Spark is running 26 queries in parallel, which is great. As the table is partitioned it only uses one partition per query, but scans the whole partition:

mysql> explain partitions SELECT `YearD`,`ArrDelayMinutes`,`Carrier` FROM ontime.ontime_part WHERE (((NOT (DayOfWeek IN (6, 7)))) AND ((NOT (OriginState IN ('AK', 'HI', 'PR', 'VI')))) AND ((NOT (DestState IN ('AK', 'HI', 'PR', 'VI'))))) AND (yearD >= 2001 AND yearD < 2002)G *************************** 1. row *************************** id: 1 select_type: SIMPLE table: ontime_part partitions: p2001 type: ALL possible_keys: NULL key: NULL key_len: NULL ref: NULL rows: 5814106 Extra: Using where 1 row in set (0.00 sec)

In this case, as the box has 12 CPU cores / 24 threads, it efficently executes 26 queries in parallel and the partitioned table helps to avoid contention issues (I wish MySQL could scan partitions in parallel, but it can’t at the time of writing).

Another interesting thing is that Spark can “push down” some of the conditions to MySQL, but only those inside the “where” clause. All group by/order by/aggregations are done inside Spark. It  needs to retrieve data from MySQL to satisfy those conditions and will not push down group by/order by/etc to MySQL.

That also means that queries without “where” conditions (for example “select count(*) as cnt, carrier from ontime group by carrier order by cnt desc limit 10”) will have to retrieve all data from MySQL and load it to Spark (as opposed to MySQL will do all group by inside). Running it in Spark might be slower or faster (depending on the amount of data and use of indexes) but it also requires more resources and potentially more memory dedicated for Spark. The above query is translated to 26 queries, each does a “select carrier from ontime_part where (yearD >= N AND yearD < N)”

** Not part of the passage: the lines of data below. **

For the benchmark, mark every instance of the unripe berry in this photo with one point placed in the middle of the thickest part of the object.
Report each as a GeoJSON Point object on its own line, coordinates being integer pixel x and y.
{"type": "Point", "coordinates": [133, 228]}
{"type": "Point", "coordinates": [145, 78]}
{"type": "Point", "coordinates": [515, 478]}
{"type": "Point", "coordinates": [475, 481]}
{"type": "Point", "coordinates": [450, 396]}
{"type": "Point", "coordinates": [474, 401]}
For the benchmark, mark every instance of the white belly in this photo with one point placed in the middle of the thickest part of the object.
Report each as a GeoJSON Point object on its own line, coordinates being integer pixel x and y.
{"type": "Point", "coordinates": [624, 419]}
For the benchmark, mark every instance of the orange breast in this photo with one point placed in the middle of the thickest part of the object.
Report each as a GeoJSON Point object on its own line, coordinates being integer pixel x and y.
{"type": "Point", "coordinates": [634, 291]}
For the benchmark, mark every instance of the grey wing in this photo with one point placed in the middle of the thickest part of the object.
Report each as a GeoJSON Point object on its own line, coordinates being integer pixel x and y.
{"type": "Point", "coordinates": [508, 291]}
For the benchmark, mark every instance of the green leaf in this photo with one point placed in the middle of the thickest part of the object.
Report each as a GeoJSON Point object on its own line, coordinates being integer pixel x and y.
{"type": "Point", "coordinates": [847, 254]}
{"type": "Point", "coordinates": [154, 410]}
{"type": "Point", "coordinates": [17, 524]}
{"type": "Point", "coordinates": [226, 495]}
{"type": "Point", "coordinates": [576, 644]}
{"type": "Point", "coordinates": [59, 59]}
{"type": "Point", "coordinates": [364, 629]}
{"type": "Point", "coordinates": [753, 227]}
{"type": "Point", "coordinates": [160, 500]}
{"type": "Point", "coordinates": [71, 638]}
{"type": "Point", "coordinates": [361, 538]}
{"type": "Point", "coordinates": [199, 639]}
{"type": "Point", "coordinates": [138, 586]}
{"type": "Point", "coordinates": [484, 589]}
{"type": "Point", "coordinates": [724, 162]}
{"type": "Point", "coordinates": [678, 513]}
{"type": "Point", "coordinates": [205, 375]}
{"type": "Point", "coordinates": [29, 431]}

Pushing down the whole query into MySQL 

If we want to avoid sending all data from MySQL to Spark we have the option of creating a temporary table on top of a query (similar to MySQL’s create temporary table as select …). In Scala:

val tableQuery = "(select yeard, count(*) from ontime group by yeard) tmp" val jdbcDFtmp = spark.read.format("jdbc").options( Map("url" -> "jdbc:mysql://localhost:3306/ontime?user=root&password=", "dbtable" -> tableQuery, "fetchSize" -> "10000" )).load() jdbcDFtmp.createOrReplaceTempView("ontime_tmp")

In Spark SQL:

CREATE TEMPORARY VIEW ontime_tmp USING org.apache.spark.sql.jdbc OPTIONS ( url "jdbc:mysql://localhost:3306/ontime?user=root&password=mysql", dbtable "(select yeard, count(*) from ontime_part group by yeard) tmp", fetchSize "1000" ); select * from ontime_tmp;

Please note:

  1. We do not want to use “partitionColumn” here, otherwise we will see 26 queries like this in MySQL: “SELECT yeard, count(*) FROM (select yeard, count(*) from ontime_part group by yeard) tmp where (yearD >= N AND yearD < N)” (obviously not optimal)
  2. This is not a good use of Spark, more like a “hack.” The only good reason to do it is to be able to have the result of the query as a source of an additional query.
Query cache in Spark

Another option is to cache the result of the query (or even the whole table) and then use .filter in Scala for faster processing. This requires sufficient memory dedicated for Spark. The good news is we can add additional nodes to Spark and get more memory for Spark cluster.

Spark SQL example:

CREATE TEMPORARY VIEW ontime_latest USING org.apache.spark.sql.jdbc OPTIONS ( url "jdbc:mysql://localhost:3306/ontime?user=root&password=", dbtable "ontime.ontime_part partition (p2013, p2014)", fetchSize "1000", partitionColumn "yearD", lowerBound "1988", upperBound "2014", numPartitions "26" ); cache table ontime_latest; spark-sql> cache table ontime_latest; Time taken: 465.076 seconds spark-sql> select count(*) from ontime_latest; 5349447 Time taken: 0.526 seconds, Fetched 1 row(s) spark-sql> select count(*), dayofweek from ontime_latest group by dayofweek; 790896 1 634664 6 795540 3 794667 5 808243 4 743282 7 782155 2 Time taken: 0.541 seconds, Fetched 7 row(s) spark-sql> select min(yearD), max(yearD) as max_year, Carrier, count(*) as cnt, sum(if(ArrDelayMinutes>30, 1, 0)) as flights_delayed, round(sum(if(ArrDelayMinutes>30, 1, 0))/count(*),2) as rate FROM ontime_latest WHERE DayOfWeek not in (6,7) and OriginState not in ('AK', 'HI', 'PR', 'VI') and DestState not in ('AK', 'HI', 'PR', 'VI') and (origin='RDU' or dest = 'RDU') GROUP by carrier HAVING cnt > 1000 and max_year > '1990' ORDER by rate DESC, cnt desc LIMIT 10; 2013 2013 MQ 9339 1734 0.19 2013 2013 B6 3302 516 0.16 2013 2013 EV 9225 1331 0.14 2013 2013 UA 1317 177 0.13 2013 2013 AA 5354 620 0.12 2013 2013 9E 5520 593 0.11 2013 2013 WN 10968 1130 0.1 2013 2013 US 5722 549 0.1 2013 2013 DL 6313 478 0.08 2013 2013 FL 2433 205 0.08 Time taken: 2.036 seconds, Fetched 10 row(s)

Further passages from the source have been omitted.